9 Replies Latest reply: Apr 21, 2011 1:03 PM by 524761 RSS

    What causes that HA throws error "local site address has not yet been set"

    776130
      HA works well util we update Berkely DB from 5.0 to 5.1.25.

      But now,we often get the error "local site address has not yet been set".

      Who can tell we what happen?
        • 1. Re: What causes that HA throws error "local site address has not yet been set"
          524761
          That error message comes from the DB_ENV->repmgr_get_local_site() method, which is new in 5.1. The application should only call this method after the local site address has been defined, by calling DB_ENV->repmgr_set_local_site() (or the equivalent entry in the DB_CONFIG file).
          • 2. Re: What causes that HA throws error "local site address has not yet been set"
            524761
            However, if you're using the Java API, it makes this call internally whenever the application calls Environment.getConfig() or Environment.setConfig(); so that's a bug in Berkeley DB. Other than the annoyance of the unwanted error message, it is harmless.
            • 3. Re: What causes that HA throws error "local site address has not yet been set"
              776130
              Dear Alan,

              the application is of C++.

              The error cause that our application can't run.
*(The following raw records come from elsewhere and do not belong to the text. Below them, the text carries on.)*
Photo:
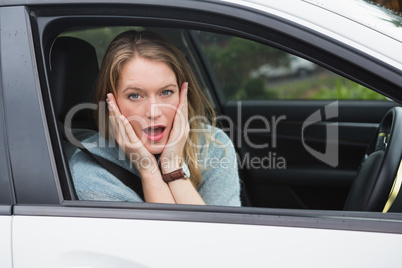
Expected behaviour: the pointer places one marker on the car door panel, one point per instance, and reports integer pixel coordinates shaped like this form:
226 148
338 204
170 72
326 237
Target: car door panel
91 241
5 241
291 175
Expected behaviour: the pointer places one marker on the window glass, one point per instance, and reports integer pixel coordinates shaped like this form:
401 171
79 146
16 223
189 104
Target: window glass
249 70
99 38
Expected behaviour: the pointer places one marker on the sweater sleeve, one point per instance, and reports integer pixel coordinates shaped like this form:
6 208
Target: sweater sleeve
93 182
220 179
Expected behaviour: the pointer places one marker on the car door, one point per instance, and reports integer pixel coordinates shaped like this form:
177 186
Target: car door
6 195
301 130
50 228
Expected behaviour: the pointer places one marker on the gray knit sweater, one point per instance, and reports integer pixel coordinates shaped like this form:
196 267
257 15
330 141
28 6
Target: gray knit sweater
220 180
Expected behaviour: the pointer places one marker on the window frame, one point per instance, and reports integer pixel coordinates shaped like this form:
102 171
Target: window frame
47 22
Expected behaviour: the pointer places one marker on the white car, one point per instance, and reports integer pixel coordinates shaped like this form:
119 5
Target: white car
322 175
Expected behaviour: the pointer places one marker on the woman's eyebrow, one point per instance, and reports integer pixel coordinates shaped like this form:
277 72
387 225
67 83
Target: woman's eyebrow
141 90
169 85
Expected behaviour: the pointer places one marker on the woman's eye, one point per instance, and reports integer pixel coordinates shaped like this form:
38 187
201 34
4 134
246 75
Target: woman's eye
167 92
134 96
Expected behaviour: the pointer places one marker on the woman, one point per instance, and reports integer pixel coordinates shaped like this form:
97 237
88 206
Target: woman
157 115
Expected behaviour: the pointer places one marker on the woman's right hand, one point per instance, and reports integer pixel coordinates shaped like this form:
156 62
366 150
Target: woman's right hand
125 136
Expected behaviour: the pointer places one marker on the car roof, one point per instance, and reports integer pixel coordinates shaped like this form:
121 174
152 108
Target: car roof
359 24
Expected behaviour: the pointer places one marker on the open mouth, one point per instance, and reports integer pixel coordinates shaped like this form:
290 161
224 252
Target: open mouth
154 133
Do you have some advice for it?

              Thanks
              • 4. Re: What causes that HA throws error "local site address has not yet been set"
                524761
                Is the application calling DbEnv::repmgr_get_local_site()?
                • 5. Re: What causes that HA throws error "local site address has not yet been set"
                  776130
                  The application nerver invoke explicitly the method get_local_site.

                  But before calling the method set_local_site, what the application does as below.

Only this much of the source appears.